What I do know is that very recently the Dutch government announced to cut its Space budget from 100 million to 63 Million. For the at present struggling Dutch economy not a wise decision as each euro spend by the government on Space does have a return of 4 to 5 euros, while each quarter euro you take from the Space budget will in reality cost Space 1 whole euro. For the Netherlands, which is home to the European Space Research and Technology Centre (Estec) in Noordwijk, and which is proud to host many solid space companies, this is an amazingly shortsighted government move. Apollo proved that more than having a multiplier effect on the dollars spend, it had an enormous effect on the youth of the USA, moving them into the hard fields at school: STEM (Science, Technology, Engineering and Math), which thrived as never before for decades after Buzz and Neil stepped on the Moon for us. Likewise technological industry thrived with it, making the USA a leader in many technology fields. That effect is the same in Europe. So saving euros on the space budget will potentially set the Netherlands back in education as well as in industrial strength.
All the while the Dutch national television is broadcasting the Soyuz descending underneath its big parachute. Exactly where it was supposed to land (landing ellipse of 25 kilometers, so about the size of the projected landing site of the Mars Science Lab on 5 August) or the Kazach helicopters would not have been able to pick up this view right after the re-entry in the atmosphere.

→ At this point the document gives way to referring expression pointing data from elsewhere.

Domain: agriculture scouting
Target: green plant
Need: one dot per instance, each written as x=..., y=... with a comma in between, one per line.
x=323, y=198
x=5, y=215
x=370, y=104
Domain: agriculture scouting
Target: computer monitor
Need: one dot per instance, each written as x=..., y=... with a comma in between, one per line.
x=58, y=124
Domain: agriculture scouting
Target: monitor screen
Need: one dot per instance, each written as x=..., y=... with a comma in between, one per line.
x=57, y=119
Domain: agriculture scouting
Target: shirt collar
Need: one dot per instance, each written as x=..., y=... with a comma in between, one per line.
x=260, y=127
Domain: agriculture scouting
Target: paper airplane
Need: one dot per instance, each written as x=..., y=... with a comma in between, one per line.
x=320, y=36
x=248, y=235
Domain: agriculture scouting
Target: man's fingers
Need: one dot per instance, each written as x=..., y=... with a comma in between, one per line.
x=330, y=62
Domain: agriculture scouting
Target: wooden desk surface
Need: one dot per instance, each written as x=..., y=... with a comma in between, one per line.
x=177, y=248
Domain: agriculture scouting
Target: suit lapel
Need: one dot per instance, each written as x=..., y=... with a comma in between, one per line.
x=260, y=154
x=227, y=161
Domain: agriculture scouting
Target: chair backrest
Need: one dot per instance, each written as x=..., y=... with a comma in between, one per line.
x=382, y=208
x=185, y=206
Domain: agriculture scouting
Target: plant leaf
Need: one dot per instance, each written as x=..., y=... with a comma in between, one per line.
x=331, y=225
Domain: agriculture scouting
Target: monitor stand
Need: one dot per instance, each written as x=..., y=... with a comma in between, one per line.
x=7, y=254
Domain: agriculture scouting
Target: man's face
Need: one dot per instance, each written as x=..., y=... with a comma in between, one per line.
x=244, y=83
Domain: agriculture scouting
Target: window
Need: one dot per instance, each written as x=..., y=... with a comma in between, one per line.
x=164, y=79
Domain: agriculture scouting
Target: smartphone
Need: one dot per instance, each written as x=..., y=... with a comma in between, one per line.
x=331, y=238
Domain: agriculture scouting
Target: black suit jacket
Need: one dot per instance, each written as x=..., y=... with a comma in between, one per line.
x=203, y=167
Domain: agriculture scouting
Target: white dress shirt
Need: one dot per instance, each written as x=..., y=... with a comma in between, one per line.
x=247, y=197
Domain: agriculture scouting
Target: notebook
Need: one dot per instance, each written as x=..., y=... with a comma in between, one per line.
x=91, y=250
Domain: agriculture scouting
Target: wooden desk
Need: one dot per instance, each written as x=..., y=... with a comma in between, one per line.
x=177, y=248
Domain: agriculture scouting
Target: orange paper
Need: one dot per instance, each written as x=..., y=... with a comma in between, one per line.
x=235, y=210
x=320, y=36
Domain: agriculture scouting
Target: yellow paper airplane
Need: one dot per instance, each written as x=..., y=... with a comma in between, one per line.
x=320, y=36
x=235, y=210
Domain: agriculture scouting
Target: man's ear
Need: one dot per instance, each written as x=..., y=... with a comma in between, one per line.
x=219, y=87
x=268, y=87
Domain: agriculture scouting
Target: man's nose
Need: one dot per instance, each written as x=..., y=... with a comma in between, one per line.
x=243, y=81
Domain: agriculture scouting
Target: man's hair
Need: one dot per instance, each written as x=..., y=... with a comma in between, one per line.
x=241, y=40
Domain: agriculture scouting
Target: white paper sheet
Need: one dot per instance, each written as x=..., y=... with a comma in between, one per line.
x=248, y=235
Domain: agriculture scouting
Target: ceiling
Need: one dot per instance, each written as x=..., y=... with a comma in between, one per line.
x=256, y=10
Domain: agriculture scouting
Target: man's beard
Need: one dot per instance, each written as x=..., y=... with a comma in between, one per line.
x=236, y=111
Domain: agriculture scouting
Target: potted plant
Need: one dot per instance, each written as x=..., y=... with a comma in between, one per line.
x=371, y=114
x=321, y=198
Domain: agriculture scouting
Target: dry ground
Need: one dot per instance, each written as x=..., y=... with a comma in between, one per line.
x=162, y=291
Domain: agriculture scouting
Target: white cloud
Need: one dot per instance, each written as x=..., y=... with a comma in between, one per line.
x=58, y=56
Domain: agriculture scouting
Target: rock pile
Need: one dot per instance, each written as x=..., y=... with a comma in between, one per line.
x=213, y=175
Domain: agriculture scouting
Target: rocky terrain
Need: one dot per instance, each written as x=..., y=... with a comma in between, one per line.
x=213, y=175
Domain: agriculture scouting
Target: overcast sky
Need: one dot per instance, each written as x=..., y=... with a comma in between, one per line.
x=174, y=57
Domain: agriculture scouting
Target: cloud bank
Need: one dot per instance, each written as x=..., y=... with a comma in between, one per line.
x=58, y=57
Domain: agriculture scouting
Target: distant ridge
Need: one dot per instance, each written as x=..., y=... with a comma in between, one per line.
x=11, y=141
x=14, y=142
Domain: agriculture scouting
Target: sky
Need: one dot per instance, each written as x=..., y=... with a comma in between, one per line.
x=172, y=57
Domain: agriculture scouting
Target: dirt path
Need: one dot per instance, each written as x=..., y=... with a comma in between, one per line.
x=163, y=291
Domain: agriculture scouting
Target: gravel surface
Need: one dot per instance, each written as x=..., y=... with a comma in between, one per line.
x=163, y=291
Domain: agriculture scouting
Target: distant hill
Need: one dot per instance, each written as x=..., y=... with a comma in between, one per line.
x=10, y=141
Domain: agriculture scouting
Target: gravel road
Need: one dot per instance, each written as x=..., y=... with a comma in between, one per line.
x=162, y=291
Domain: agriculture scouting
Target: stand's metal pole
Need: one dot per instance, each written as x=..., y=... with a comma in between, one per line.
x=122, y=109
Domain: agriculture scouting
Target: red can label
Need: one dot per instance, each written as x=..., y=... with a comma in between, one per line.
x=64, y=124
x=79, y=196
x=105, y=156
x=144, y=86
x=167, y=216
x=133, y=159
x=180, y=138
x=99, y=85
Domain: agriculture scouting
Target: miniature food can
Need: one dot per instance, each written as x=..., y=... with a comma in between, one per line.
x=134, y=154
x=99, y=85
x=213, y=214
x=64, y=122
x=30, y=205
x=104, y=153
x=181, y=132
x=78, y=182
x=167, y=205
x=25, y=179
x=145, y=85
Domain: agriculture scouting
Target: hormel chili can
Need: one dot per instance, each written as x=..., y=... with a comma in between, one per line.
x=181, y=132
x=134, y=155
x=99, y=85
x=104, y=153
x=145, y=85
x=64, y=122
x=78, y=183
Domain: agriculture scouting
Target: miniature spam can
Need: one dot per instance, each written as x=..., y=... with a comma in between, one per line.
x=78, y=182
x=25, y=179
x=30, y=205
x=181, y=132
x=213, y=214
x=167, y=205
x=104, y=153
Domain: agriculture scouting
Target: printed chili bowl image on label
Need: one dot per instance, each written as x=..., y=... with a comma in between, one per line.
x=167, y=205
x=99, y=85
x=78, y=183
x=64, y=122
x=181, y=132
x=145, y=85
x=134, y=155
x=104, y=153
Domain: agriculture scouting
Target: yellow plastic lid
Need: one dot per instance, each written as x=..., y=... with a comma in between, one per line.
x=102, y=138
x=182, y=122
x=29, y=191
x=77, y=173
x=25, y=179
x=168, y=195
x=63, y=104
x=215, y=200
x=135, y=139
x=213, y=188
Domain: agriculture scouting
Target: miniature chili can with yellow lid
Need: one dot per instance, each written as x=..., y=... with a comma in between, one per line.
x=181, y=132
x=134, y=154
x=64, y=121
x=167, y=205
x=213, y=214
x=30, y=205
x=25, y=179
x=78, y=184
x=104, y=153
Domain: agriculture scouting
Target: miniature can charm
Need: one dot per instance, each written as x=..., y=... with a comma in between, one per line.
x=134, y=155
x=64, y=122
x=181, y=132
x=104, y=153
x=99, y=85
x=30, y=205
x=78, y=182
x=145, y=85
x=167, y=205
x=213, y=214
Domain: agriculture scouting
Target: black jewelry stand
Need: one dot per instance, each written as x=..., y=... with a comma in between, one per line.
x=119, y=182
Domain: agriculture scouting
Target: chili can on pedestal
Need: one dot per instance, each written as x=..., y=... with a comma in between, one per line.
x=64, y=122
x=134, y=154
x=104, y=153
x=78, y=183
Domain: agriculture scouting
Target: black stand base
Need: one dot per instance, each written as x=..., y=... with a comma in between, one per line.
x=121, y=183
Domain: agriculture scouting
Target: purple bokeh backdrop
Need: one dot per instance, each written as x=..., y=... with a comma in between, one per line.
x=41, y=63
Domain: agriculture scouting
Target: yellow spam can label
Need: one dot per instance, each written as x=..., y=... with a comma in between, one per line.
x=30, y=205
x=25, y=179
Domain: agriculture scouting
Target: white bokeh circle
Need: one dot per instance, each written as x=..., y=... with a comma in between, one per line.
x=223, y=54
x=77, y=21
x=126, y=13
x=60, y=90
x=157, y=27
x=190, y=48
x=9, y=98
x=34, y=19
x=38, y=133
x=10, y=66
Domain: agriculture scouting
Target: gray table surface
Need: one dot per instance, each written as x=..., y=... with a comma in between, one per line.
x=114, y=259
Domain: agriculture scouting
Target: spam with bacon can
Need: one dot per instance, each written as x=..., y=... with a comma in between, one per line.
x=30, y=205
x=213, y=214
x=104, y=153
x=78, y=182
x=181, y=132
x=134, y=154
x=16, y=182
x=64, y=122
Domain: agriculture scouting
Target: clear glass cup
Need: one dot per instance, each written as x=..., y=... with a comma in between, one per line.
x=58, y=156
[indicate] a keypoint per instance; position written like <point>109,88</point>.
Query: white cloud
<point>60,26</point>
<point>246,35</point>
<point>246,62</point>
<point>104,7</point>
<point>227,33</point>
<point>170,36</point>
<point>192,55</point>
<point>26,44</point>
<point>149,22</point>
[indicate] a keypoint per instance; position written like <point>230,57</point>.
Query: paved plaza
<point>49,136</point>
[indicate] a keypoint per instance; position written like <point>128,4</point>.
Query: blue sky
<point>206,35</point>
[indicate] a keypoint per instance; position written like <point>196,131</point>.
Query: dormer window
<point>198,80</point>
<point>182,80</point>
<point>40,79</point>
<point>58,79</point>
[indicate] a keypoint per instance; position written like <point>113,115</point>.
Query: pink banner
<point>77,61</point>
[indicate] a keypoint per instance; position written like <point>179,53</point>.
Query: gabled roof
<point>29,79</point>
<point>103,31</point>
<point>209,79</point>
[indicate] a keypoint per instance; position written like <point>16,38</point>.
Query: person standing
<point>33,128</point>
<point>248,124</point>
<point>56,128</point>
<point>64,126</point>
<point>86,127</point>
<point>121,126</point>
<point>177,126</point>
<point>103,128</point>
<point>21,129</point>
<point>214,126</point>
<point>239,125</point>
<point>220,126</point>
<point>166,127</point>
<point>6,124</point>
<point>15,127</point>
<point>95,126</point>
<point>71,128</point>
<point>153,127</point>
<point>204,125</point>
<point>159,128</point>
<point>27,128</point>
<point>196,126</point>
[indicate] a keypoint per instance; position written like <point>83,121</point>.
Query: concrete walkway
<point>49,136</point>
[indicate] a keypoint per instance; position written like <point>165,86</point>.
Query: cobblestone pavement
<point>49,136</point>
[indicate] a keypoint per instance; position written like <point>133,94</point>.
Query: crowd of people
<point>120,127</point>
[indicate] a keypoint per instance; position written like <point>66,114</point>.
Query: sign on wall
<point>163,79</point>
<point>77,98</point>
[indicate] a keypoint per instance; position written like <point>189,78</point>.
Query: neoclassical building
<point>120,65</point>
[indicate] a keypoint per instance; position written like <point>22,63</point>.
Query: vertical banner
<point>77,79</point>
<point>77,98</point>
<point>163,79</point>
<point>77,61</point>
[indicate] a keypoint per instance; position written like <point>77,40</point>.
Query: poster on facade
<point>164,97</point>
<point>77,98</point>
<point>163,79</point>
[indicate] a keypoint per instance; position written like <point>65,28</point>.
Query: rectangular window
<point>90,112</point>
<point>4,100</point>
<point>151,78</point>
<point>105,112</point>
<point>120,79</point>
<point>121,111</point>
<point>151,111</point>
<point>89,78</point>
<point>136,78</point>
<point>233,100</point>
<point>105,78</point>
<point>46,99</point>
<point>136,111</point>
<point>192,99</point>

At 10:15 on the dot the Soyuz touches down. Helicopters land around the capsule and 20 minutes later the commander is helped out of the capsule and put on a chair while his colleagues are next to be heaved out of the hatch. André Kuipers appears as second and cheers can be heard from ESTEC over my television. Don Pettit, the US astronaut is last. I am wondering whether their white pasty faces are due to lack of sunshine for 6 months or the strain of the re-entry and landing. No worries, as a large team of Russian helpers is there to make them comfortable and take care of them completely.
That is luxury as no humans landing on Mars (at least in the first years, I presume) will have such a welcoming committee with a warm honorary cape and a nice cup of hot tea helping you out of your lander and pampering you. Marsonauts will have to help themselves.
Are we humans ready to go to Mars? Feasible and affordable plans are ready. Feasible as they are using almost exclusively existing technology. Affordable as they are within the Human Space Flight budget of NASA. In August Explore Mars will publish those Mars Mission Architectures (MMArch) in her Mars Exploration Magazine.
So as far as robust plans are concerned we are all set. However, are we set where the human component of that trip is concerned?
Remembering what female astronauts told me in November last year at our Women and Mars conference that at the moment menstruating females are not allowed to use the toilet in the Russian part of the ISS as the Russians are convinced that the toilet will break down if they would use it. Note: the toilet in the American part of the ISS is exactly the same toilet as in the Russian part, and it does not break down when menstruating females use it.
Knowing this anti-female bias within the Russian space community, which also raised its ugly head in the Mars500 selection, I highly doubt that an international crew to Mars will happen soon.
That means that the USA is on its own.
Will it step up to the plate?
Or will it leave the first step on Mars to the Chinese, that seem to have an unbridled ambition to prove themselves to the world as a Space-faring nation of the first order.
This is an election year in the USA. We should ask Mitt Romney as well as Barack Obama to debate their outlook on Space and their plans for human missions; a debate that would tell America, what to expect for STEM and that part of industry that has the greatest potential to make America proud.
Lets hope both candidates have the guts to show their color.